Emit ready-to-paste config:

veto-bash mcp init
veto-bash mcp init --output ./veto-bash-mcp-snippets.txt

Current MCP surface:

  • bash_exec — execute guarded bash argv with optional cwd and stdin

Example generic MCP config:

{
  "mcpServers": {
    "veto-bash": {
      "command": "veto-bash",
      "args": ["mcp", "serve", "--veto-api-key", "${VETO_API_KEY}"],
      "env": {
        "VETO_BASH_REAL_BASH": "/bin/bash"
      }
    }
  }
}

Validation contract

Cloud validation uses tool name bash and POST /v1/validate with camelCase payloads. arguments.command remains the canonical field so existing policy packs keep working.

{
  "toolName": "bash",
  "arguments": {
    "command": "rm -rf /tmp/demo",
    "cwd": "/workspace/app",
    "argv": ["-c", "rm -rf /tmp/demo"],
    "shellMode": "command"
  }
}

Deterministic local evaluation

Two local deterministic sources exist:

  • nearby local project rules discovered from ./veto/veto.config.yaml
  • cached cloud bash policy fetched from GET /v1/policies/bash

The native evaluator handles the bash policy subset needed for fast command interception:

  • arguments.command string checks
  • regex checks
  • enum / inclusion checks
  • presence / length / numeric bounds

If a cached cloud policy uses unsupported features such as session constraints, rate limits, or unsupported dynamic constraints, the runtime skips the local fast path and goes to cloud instead of guessing.

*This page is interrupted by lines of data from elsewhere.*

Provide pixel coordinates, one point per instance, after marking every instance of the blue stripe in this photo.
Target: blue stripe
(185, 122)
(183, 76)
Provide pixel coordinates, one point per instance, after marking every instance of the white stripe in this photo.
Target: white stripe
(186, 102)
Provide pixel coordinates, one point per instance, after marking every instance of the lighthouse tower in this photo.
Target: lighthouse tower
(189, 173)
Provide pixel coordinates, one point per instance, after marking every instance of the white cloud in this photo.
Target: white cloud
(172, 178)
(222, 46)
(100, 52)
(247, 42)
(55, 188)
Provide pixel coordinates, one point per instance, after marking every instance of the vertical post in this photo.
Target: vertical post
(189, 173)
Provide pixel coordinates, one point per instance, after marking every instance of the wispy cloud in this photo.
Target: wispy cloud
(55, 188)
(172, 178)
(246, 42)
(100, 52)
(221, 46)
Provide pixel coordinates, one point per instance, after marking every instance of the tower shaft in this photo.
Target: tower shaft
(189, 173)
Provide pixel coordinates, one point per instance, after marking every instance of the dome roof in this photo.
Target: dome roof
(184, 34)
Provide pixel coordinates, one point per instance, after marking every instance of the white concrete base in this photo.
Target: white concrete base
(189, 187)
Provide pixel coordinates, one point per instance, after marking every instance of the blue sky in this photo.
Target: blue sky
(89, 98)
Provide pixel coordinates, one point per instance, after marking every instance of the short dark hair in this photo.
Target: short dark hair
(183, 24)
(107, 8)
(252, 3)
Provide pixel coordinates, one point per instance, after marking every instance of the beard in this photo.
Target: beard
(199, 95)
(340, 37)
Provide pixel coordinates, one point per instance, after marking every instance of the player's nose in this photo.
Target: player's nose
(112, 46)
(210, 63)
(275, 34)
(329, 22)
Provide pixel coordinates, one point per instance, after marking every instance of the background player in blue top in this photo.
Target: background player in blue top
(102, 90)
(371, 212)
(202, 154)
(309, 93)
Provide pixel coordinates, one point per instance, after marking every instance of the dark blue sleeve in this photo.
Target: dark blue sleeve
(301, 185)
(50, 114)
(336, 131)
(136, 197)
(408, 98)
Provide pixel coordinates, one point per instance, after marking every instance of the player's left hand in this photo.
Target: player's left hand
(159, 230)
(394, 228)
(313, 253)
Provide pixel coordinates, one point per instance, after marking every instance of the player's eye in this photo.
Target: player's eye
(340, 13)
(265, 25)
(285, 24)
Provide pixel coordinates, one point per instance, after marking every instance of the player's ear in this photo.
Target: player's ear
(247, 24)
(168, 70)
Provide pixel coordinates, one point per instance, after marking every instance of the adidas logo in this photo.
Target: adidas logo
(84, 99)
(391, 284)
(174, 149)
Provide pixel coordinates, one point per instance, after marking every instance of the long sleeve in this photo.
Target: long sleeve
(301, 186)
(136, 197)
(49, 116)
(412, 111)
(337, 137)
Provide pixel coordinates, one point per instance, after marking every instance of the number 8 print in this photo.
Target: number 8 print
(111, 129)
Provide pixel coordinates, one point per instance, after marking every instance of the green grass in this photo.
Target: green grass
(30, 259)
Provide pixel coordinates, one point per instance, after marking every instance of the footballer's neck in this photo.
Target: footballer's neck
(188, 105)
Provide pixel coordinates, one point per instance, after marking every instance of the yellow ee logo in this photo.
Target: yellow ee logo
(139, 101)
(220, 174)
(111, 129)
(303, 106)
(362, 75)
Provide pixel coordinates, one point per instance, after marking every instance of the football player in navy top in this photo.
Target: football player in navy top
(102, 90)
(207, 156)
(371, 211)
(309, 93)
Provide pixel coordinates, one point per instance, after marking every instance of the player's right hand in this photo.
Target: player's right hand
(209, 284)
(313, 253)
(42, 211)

For nearby local project rules, keep the current Rust subset in mind:

  • the runtime discovers plain rule files from veto/veto.config.yaml and veto/rules/**
  • local rule evaluation currently understands allow, block, and require_approval
  • rule-file extends is not supported in the native local path yet; use flattened local rules or cloud validation instead

Cache layout

  • decision cache: $HOME/.veto/cache/veto-bash-decisions.json
  • cloud policy cache: $HOME/.veto/cache/veto-bash-policies.json
  • audit spool: $HOME/.veto/audit/veto-bash-spool.jsonl

Decision-cache key fields are:

  • requested mode
  • API URL
  • API-key namespace derived with scrypt from the API key
  • command text
  • cwd
  • original bash argv
  • shell mode
  • script path
  • discovered local Veto directory

Raw API keys are never written to cache files. cloud-fallback-local decisions are not reusable from the decision cache.

Approval flow

When cloud returns require_approval, the runtime polls GET /v1/approvals/:id until a terminal state.

  • approved → executes
  • denied / expired / timeout → exits non-zero with a compact stderr reason
  • non-retriable approval HTTP errors such as 403 / 404 fail fast
  • only network errors, 429, and 5xx are retried

Auditing

Every guarded decision appends a JSONL event to the local spool. Deterministic local decisions can be forwarded asynchronously to cloud without blocking execution.